4. Pode compartilhar alguns exemplos de assuntos e temas abordados nos textos das detentas? Existe algum texto em particular que teve um impacto significativo na equipe organizadora?
Os textos das detentas falam bastante de saudade, de traumas, de faltas, mas também existe ali, eu acho que isso é uma das coisas mais bonitas, uma certa esperança, de seguir, de continuar, apesar da solidão, apesar de tudo, de todos os limites. Então eu acho que a gente tem esses dois movimentos nos textos delas. Ao mesmo tempo que a gente tem a dor, a gente tem esse olhar que acredita que em algum momento isso pode ser diferente. Tem um texto lá para o final do e-book que é uma carta que uma delas escreveu para mim no final da oficina, e ela vai dizer uma coisa muito linda, que sempre me faz chorar, ela vai dizer que espera me encontrar em outros lugares, que não a cadeia, talvez uma fila de livraria. Acho que foi o texto que mais me emocionou, exatamente por essa possibilidade de, por meio da oficina, essa mulher que está ali encarcerada conseguir imaginar um outro futuro.

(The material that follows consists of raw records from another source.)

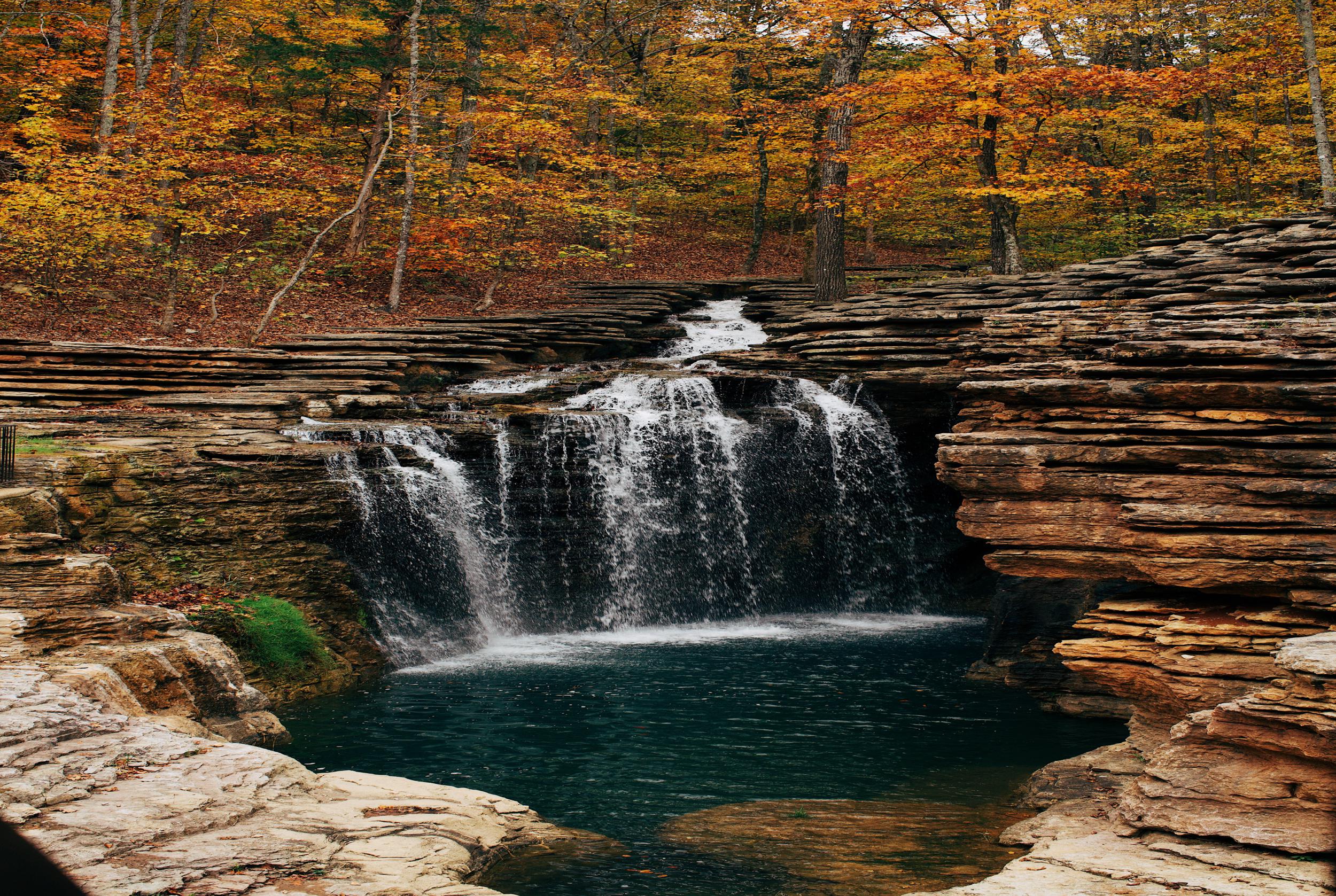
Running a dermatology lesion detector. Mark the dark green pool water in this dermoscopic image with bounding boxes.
[283,615,1124,896]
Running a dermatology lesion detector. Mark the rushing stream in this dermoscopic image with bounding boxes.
[285,299,1118,896]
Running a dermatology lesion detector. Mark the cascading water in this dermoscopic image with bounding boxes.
[285,302,1122,896]
[315,302,923,665]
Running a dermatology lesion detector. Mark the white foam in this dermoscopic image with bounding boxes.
[460,374,557,395]
[398,613,980,674]
[659,299,766,361]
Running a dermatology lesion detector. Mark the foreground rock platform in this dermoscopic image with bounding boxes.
[0,663,572,896]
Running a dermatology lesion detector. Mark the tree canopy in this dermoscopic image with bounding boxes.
[0,0,1336,338]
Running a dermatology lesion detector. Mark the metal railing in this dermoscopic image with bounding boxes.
[0,423,19,482]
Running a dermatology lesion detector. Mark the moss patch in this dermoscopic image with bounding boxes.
[190,594,333,677]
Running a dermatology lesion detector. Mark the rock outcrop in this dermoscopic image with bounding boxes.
[0,663,571,896]
[1120,633,1336,853]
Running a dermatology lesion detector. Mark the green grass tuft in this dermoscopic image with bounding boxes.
[191,594,330,676]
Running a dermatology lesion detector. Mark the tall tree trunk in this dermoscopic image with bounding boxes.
[98,0,123,156]
[863,215,876,264]
[812,17,874,302]
[975,1,1025,274]
[158,223,182,334]
[743,131,770,274]
[250,115,394,336]
[344,13,408,258]
[1201,96,1220,201]
[190,0,218,71]
[122,0,167,151]
[389,0,422,311]
[167,0,195,118]
[450,0,492,183]
[130,0,167,92]
[1295,0,1336,206]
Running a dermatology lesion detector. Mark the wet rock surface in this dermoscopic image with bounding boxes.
[663,800,1025,896]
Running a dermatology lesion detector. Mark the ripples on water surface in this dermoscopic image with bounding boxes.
[285,615,1122,896]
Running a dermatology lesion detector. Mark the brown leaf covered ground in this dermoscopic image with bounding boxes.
[0,233,927,346]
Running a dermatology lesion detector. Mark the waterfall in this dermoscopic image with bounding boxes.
[318,322,927,665]
[319,426,517,665]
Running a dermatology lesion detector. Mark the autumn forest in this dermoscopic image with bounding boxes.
[0,0,1336,345]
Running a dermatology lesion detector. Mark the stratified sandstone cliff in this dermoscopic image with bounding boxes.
[734,214,1336,893]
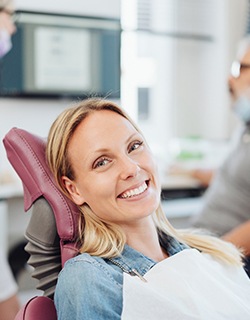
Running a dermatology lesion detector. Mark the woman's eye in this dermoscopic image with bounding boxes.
[129,141,143,152]
[93,158,109,169]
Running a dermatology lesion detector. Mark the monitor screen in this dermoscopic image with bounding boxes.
[0,11,121,98]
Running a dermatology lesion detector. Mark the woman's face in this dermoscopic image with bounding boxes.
[63,110,160,225]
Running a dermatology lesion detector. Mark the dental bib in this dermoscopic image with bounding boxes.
[121,249,250,320]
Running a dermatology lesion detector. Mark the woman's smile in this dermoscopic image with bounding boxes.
[118,181,148,199]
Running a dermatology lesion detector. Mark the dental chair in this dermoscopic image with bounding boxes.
[3,128,79,320]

Então, isso me emocionou muito, a gente chorou no dia, porque elas leram. A gente teve um sarau final, então elas leram esses textos. Foi muito bonito. Esse texto pegou a gente em cheio. Mas são vários, todos eles mexem muito. Tenho recebido vários feedbacks das pessoas que estão lendo, extremamente emocionadas e tocadas pelos textos delas. E que são, eu ressalto, de muita qualidade. É literatura, no final das contas, essa literatura que não precisa ser um luxo.